Monitoring Lustre - Getting More from Performance Info
Ben Evans - Terascala Inc., Boston, Massachusetts, U.S.A.
Everyone monitors Lustre, gets read/write speeds, I/O histograms, memory and CPU usage, metadata operations, etc. It's good data to have, however it doesn't allow a deep dive into answering why things are slow, or how they can be improved. Everyone monitors for errors at all levels of storage, from disks up to Lustre itself, the network and beyond. With added information, can we get more out of the data we already collect? Absolutely.

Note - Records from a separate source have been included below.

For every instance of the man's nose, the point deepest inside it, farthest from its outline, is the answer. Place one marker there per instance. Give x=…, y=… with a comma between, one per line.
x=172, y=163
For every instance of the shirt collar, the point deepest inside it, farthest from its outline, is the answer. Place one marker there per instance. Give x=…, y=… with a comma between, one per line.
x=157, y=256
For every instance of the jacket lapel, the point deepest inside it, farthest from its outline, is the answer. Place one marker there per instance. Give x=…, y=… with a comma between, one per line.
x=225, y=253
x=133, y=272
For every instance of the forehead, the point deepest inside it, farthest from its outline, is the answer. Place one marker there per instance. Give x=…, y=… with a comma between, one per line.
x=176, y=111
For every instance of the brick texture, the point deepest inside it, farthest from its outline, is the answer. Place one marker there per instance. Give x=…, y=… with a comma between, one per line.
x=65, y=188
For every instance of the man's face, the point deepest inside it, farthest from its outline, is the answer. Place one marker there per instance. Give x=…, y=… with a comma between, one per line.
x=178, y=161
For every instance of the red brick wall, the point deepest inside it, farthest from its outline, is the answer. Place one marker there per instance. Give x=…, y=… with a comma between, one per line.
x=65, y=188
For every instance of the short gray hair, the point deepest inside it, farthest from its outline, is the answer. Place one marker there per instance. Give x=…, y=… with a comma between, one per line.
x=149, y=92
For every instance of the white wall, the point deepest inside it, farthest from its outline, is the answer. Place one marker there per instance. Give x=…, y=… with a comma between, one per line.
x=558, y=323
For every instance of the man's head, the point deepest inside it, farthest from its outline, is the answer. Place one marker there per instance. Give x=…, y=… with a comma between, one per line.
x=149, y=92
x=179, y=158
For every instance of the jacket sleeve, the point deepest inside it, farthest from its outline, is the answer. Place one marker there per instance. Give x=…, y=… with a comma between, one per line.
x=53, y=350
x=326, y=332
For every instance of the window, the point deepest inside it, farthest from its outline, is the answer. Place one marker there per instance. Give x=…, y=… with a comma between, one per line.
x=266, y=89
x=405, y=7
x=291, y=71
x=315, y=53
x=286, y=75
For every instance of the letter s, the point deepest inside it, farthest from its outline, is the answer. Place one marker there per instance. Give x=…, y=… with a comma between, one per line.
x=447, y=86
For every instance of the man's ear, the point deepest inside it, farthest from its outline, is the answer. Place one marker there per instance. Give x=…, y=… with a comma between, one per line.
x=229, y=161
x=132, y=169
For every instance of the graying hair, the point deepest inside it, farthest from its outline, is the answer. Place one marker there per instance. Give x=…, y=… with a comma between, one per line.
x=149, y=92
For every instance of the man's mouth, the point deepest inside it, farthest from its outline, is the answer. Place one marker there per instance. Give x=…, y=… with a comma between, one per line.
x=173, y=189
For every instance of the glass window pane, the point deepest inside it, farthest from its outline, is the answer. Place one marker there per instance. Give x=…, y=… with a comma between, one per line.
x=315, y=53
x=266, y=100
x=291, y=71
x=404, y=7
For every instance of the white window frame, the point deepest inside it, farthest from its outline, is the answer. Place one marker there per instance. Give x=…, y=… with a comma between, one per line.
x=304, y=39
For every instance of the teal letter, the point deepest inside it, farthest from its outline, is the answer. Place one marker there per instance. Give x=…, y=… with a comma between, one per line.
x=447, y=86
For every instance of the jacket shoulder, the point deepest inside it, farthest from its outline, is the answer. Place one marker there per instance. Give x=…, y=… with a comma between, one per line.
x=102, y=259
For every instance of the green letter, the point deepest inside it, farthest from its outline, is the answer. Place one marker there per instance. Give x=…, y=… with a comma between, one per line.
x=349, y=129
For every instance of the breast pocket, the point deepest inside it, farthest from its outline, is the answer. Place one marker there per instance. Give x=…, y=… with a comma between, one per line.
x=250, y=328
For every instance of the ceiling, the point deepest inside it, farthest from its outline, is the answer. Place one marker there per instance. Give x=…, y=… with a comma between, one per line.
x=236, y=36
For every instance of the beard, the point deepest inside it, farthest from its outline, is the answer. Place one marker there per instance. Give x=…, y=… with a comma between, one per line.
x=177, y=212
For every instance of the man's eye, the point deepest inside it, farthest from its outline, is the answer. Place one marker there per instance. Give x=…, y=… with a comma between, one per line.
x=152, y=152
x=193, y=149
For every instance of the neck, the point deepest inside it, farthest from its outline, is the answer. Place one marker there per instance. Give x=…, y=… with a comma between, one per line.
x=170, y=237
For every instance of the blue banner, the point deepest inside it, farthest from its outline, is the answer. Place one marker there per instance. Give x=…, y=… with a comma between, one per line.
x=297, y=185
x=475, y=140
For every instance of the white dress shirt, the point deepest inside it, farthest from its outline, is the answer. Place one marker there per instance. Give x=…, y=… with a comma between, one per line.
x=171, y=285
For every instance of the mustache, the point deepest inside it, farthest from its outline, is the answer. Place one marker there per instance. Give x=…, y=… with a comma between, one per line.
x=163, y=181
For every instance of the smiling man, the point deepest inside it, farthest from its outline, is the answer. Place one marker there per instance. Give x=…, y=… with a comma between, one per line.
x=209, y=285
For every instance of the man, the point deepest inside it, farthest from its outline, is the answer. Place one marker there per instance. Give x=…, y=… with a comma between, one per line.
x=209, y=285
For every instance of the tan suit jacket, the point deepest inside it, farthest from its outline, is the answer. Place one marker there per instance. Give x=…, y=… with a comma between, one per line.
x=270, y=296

Knowing how disks are positioned in their enclosures, where their enclosures are positioned in a rack, and where the rack is positioned in the data center, isolating temperature anomolies can be done visually in a fraction of the time using a heatmap. Instead of monitoring just OST performance, usage, etc., being able to display performance within pools or groups of pools can yield quick, easy answers to "why is this slow?". To do this, you need many more layers of data and the tools to act on it. In this talk, I will discuss the construction of a system that can handle these sorts of issues and many others.
2:30pm - 3:00pm : Break
3:00pm - 5:00pm : Lustre Storage Advances
ZFS on RBODs - Leveraging RAID Controllers for Metrics and Enclosure Management
Marc Stearman - Lawrence Livermore National Laboratory, Livermore, California, U.S.A.

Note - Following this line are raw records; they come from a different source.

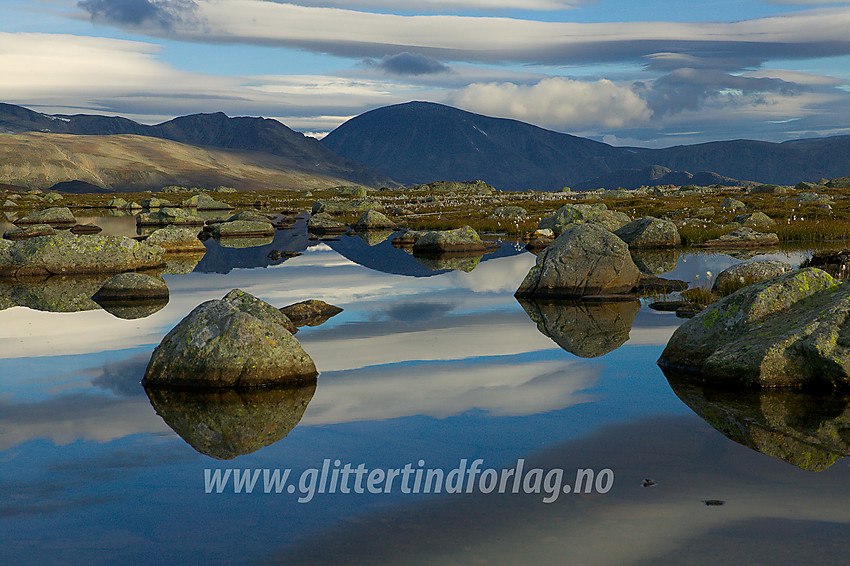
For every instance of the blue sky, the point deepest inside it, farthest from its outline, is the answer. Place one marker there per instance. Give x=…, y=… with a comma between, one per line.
x=651, y=73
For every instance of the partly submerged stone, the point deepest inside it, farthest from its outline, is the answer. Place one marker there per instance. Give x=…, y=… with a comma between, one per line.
x=463, y=240
x=224, y=423
x=585, y=329
x=745, y=274
x=311, y=312
x=67, y=253
x=585, y=259
x=649, y=232
x=788, y=331
x=52, y=216
x=570, y=214
x=235, y=341
x=177, y=240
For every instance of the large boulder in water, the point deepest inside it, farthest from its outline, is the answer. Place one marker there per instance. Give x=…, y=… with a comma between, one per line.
x=239, y=340
x=649, y=232
x=67, y=253
x=788, y=331
x=586, y=259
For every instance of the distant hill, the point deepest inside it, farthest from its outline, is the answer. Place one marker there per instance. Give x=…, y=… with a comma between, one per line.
x=131, y=162
x=207, y=130
x=420, y=142
x=654, y=176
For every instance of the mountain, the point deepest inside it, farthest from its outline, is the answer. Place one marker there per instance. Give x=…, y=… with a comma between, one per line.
x=420, y=142
x=265, y=135
x=132, y=163
x=654, y=176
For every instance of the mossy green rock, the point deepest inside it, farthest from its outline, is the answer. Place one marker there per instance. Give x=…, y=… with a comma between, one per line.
x=52, y=216
x=224, y=423
x=463, y=239
x=585, y=259
x=584, y=329
x=238, y=341
x=649, y=232
x=788, y=331
x=571, y=214
x=69, y=254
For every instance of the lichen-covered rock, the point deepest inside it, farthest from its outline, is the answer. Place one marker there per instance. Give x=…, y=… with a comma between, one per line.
x=52, y=216
x=238, y=228
x=788, y=331
x=570, y=214
x=585, y=329
x=224, y=423
x=649, y=232
x=745, y=274
x=324, y=223
x=585, y=259
x=373, y=220
x=741, y=238
x=177, y=240
x=311, y=312
x=68, y=253
x=755, y=220
x=236, y=341
x=464, y=240
x=30, y=231
x=166, y=216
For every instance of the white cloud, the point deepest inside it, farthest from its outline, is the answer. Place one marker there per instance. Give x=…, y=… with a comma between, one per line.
x=557, y=102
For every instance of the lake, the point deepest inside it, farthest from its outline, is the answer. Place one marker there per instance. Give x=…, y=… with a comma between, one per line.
x=432, y=369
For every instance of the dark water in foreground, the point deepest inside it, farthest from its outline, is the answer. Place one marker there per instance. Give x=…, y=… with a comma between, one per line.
x=433, y=366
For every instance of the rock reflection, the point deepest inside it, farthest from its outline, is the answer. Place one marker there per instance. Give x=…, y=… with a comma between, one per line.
x=656, y=262
x=810, y=431
x=224, y=423
x=453, y=261
x=585, y=329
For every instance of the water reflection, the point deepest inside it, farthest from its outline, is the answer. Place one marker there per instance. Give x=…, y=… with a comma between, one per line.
x=809, y=431
x=585, y=329
x=224, y=423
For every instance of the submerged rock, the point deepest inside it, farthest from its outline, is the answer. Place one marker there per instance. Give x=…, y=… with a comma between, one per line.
x=236, y=341
x=51, y=216
x=311, y=312
x=788, y=331
x=68, y=253
x=649, y=232
x=585, y=329
x=585, y=259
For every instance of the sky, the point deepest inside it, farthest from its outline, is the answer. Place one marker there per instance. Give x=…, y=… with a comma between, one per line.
x=654, y=73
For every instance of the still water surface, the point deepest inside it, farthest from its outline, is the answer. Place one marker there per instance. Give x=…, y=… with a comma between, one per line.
x=426, y=363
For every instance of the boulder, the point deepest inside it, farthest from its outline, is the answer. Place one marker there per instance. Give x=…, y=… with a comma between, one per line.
x=235, y=341
x=166, y=216
x=239, y=228
x=649, y=232
x=741, y=237
x=459, y=240
x=31, y=231
x=788, y=331
x=584, y=329
x=311, y=312
x=177, y=240
x=755, y=220
x=51, y=216
x=585, y=259
x=745, y=274
x=373, y=220
x=67, y=253
x=570, y=214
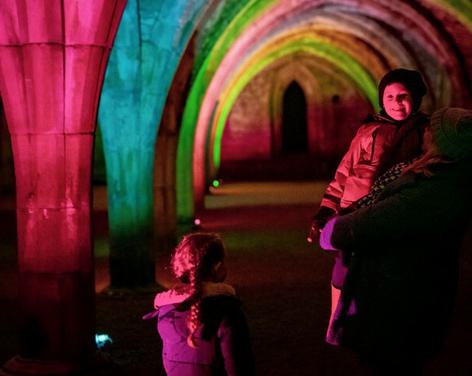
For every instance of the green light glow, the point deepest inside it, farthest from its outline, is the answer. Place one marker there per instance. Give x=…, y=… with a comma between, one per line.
x=312, y=46
x=184, y=187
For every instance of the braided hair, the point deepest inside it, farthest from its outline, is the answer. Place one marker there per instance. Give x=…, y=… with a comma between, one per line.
x=192, y=263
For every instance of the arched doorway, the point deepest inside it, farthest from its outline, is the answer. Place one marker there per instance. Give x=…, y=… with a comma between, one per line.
x=294, y=120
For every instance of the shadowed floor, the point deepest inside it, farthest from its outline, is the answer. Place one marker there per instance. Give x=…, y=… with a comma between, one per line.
x=282, y=281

Traditionally, the Lustre file system has relied on the ldiskfs file system with reliable RAID (Redundant Array of Inexpensive Disks) storage underneath. As of Lustre 2.4, ZFS was added as a backend file system with built-in RAID, thereby removing the need of expensive RAID controllers. ZFS was designed to work with JBOD (Just a Bunch Of Disks) storage enclosures under the Solaris Operating System, which provided a rich device management system. Long time users of the Lustre file system have relied on the RAID controllers to provide metrics and enclosure monitoring and management services, with rich APIs and command line interfaces. This talk will discuss a hybrid approach using an advanced RAID enclosure with all the features, but presented to the host as a JBOD, allowing ZFS to do the RAID protection and management of the disks.
WARP-Z architecture: scalable & performant erasure code protection for Lustre
Josh Judd - Warp Mechanics Ltd., San Francisco, California, U.S.A.
WARP-Z takes the vertical Lustre/ZFS OSS design and turns it into a scale-out / erasure code protection style of design. It maintains the performance and client compatibility of Lustre, but achieves the cost and distributed protection of Object Storage. In this talk, Josh Judd (CTO of WARP Mechanics) will describe the WARP-Z architecture in detail, along with the current state of the art in testing.
Improving block-level efficiency with scsi-mq
Blake Caldwell - Oak Ridge National Laboratory, Oak Ridge, Tennessee, U.S.A.
Current generation solid-state storage devices are exposing a new bottleneck in the Linux kernel's SCSI and block layers, where small I/O throughput is limited by the common SMP scaling issues of lock contention, inefficient interrupt handling, and poor memory locality. Major re-writes of the Linux kernel block layer blk-mq and the SCSI component scsi-mq are addressing these concerns with a scalable multi-queue design. Beyond the use case of high-IOP SSD devices, this work explores the block-level throughput handling capacity in caching storage controllers that exceed previous limits of the SCSI subsystem. We then present an analysis of the impact of scsi-mq on Lustre filesystem performance and discuss opportunities for efficiency gains from improved SMP affinity of storage target I/O threads.
5:00pm - 5:30pm : Open Discussion
5:30pm : Closing Remarks
Neena Imam - Oak Ridge National Laboratory